Revue
Anticipations publiquesHauts-de-France : un bilan contrasté d’une décennie de fusion

La loi du 16 janvier 20151 a diminué le nombre des régions métropolitaines de 22 à 13, en imposant la fusion pour 16 anciennes régions. Parmi elles, la fusion des régions Nord-Pas-de-Calais et Picardie est une des plus inattendues. Initialement, la Picardie devait former une nouvelle région avec la Champagne-Ardenne et le Nord-Pas-de-Calais ne changeait pas de configuration. Mais, à l’issue de la navette parlementaire entre l’Assemblée nationale et le Sénat, la Picardie se trouve associée au Nord-Pas-de-Calais le 17 décembre 2014. Cette région nouvelle prendra le nom de Hauts-de-France en 2016. D’après les objectifs annoncés par la loi, cette région devrait réduire ses dépenses, gagner en puissance, en lisibilité et en attractivité.

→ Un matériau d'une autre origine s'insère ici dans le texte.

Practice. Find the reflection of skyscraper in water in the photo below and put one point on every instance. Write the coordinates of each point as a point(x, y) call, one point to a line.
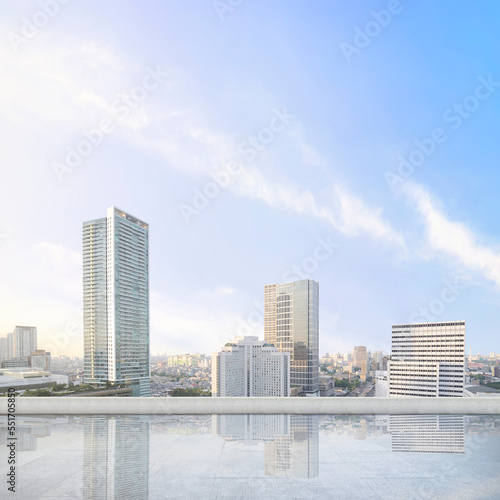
point(295, 455)
point(28, 430)
point(427, 433)
point(290, 441)
point(251, 428)
point(116, 458)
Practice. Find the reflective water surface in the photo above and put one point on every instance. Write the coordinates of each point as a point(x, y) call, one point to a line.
point(255, 456)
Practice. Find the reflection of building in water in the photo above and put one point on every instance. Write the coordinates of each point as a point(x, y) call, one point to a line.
point(116, 458)
point(247, 428)
point(28, 430)
point(290, 441)
point(427, 433)
point(296, 455)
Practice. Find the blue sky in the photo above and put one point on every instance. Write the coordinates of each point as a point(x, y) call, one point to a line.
point(316, 106)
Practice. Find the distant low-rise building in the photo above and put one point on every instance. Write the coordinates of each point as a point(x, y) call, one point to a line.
point(15, 363)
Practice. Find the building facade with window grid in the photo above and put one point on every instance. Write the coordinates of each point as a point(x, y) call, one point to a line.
point(428, 359)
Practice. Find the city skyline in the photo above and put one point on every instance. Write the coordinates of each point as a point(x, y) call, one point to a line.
point(294, 154)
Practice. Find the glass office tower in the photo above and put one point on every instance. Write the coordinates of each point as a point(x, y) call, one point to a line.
point(116, 301)
point(291, 323)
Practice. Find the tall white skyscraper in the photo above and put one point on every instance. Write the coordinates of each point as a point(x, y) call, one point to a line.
point(10, 345)
point(291, 323)
point(428, 359)
point(116, 301)
point(24, 341)
point(250, 368)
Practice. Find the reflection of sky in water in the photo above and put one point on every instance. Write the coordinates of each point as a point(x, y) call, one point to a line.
point(257, 456)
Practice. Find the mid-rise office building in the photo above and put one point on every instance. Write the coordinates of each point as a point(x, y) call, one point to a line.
point(24, 341)
point(250, 368)
point(116, 301)
point(291, 323)
point(428, 359)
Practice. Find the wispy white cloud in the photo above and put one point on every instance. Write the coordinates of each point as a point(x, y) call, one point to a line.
point(451, 238)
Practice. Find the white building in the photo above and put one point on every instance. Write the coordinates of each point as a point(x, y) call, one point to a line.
point(116, 301)
point(428, 359)
point(291, 323)
point(381, 387)
point(250, 368)
point(40, 360)
point(3, 348)
point(24, 341)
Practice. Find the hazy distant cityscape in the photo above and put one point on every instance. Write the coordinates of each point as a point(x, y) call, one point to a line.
point(426, 359)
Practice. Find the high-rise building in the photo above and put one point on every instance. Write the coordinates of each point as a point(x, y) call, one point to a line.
point(3, 348)
point(250, 368)
point(10, 345)
point(116, 301)
point(381, 383)
point(24, 341)
point(291, 312)
point(360, 359)
point(428, 359)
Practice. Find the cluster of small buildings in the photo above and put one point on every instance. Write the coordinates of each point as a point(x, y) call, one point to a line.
point(19, 350)
point(199, 360)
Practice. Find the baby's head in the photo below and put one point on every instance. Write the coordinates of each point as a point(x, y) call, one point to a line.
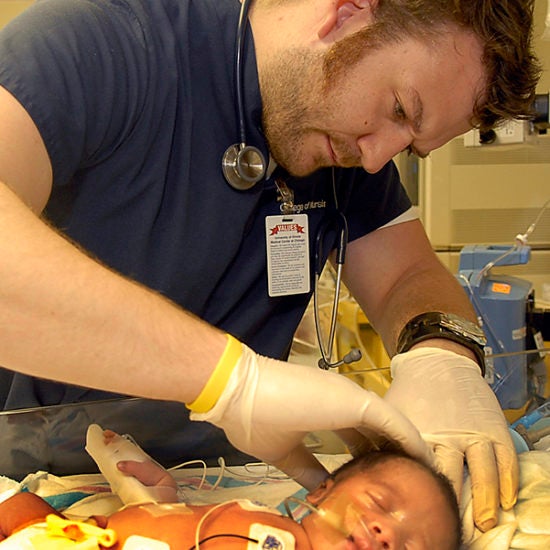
point(384, 500)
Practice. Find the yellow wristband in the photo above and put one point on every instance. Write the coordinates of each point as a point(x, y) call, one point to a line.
point(212, 390)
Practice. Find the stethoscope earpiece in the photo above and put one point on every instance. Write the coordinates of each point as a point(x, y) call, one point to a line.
point(243, 166)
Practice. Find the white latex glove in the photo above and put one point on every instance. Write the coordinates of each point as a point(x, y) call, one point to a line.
point(446, 397)
point(268, 406)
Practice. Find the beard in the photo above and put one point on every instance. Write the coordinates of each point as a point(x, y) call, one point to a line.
point(300, 94)
point(291, 88)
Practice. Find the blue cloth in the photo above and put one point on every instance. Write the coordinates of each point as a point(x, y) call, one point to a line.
point(135, 101)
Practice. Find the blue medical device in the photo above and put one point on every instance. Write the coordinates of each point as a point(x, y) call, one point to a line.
point(500, 302)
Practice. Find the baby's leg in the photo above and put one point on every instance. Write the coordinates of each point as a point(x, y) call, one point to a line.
point(21, 510)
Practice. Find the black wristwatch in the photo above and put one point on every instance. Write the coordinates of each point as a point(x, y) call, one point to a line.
point(444, 325)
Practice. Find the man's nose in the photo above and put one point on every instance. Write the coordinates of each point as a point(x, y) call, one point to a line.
point(379, 148)
point(384, 534)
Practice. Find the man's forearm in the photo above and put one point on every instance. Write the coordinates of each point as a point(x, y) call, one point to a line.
point(64, 316)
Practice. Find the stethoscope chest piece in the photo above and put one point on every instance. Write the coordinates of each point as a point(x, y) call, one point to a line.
point(243, 166)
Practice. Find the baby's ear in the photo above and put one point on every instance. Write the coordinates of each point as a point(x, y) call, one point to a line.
point(316, 496)
point(100, 521)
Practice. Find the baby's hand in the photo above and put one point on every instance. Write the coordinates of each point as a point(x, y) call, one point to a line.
point(133, 475)
point(149, 473)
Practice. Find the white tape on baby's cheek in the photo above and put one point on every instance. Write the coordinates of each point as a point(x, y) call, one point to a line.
point(135, 542)
point(270, 538)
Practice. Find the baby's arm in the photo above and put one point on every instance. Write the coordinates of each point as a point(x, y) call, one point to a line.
point(132, 473)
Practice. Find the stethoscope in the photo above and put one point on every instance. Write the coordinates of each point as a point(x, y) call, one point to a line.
point(244, 166)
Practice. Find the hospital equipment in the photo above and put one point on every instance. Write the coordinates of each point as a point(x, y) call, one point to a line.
point(340, 224)
point(501, 303)
point(243, 165)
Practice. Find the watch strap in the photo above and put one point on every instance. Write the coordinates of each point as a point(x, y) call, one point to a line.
point(430, 325)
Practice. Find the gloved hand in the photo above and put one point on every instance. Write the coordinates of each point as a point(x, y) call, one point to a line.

Dix ans plus tard, quels sont les effets réels de cette réforme ?
Cet article analyse le processus de fusion dans les Hauts-de-France, d’abord selon la manière dont il a été envisagé et mis en œuvre dans le cadre régional avant et après la fusion, et d’autre part selon la manière dont il a été perçu et interprété par les collectivités locales. Il s’agit d’un bref retour sur les résultats d’un travail de recherche de trois ans, réalisé dans le cadre d’une thèse en convention industrielle de formation par la recherche (CIFRE) au sein de l’Agence Hauts-de-France 2020-2040. La méthodologie qualitative combine analyse des documents et entretiens avec les acteurs clés.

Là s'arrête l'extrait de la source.